Data onboarding
“Data onboarding” is a slightly bureaucratic name for a very boring and important process — bringing data from Service A to Service B when a customer joins Service B having used Service A. You have probably done data onboarding many times in your life, whether its uploading a list of contacts to a new social app or whatever.
Buttondown has two tranches of data onboarding:
- importing subscribers. This is, all things said, pretty easy, thanks to the unimpeachable portability of email addresses. There are occasional edge cases: heavy use of metadata, esoteric paid subscriptions, that kind of thing, but Buttondown’s current solution here (a bespoke CSV parser with some bulk validation at the backend) is pretty good, and the number of times I have to really do something manual here is fairly low.

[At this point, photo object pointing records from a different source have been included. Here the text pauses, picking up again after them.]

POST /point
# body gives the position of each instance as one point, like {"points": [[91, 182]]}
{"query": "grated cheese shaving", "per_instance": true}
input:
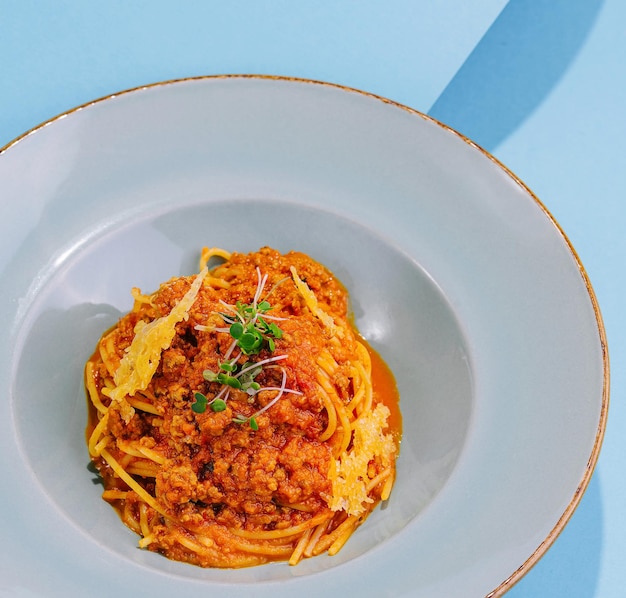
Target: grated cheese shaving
{"points": [[311, 302], [349, 474], [144, 353]]}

- importing archives. HTML is, while portable, very gross, and in general folks import archives at a rate of (according to an SQL query I hammered out just now) one tenth of the rate at which they import subscribers. This is for a number of reasons: some people don’t care that much about bringing their archives over from a previous service, some people use a blog or other website as a ‘source of truth’ for their archives, whatever.
The combination of “not many people do this” and “it’s very annoying to make this better” is generally a sign that I neglect whatever that thing is, and that heuristic holds true for archive imports. Some services (Substack, Wordpress, Mailchimp) have fairly standardized exports that include archives, which makes my importers for them pretty reasonable and durable. Some services — like, say, Revue — do not, and force me to crawl + parse them to get something approaching a reasonable result. Or, in Revue’s case, a pretty unreasonable result: Buttondown’s ability to import archives from Revue is frankly pretty bad.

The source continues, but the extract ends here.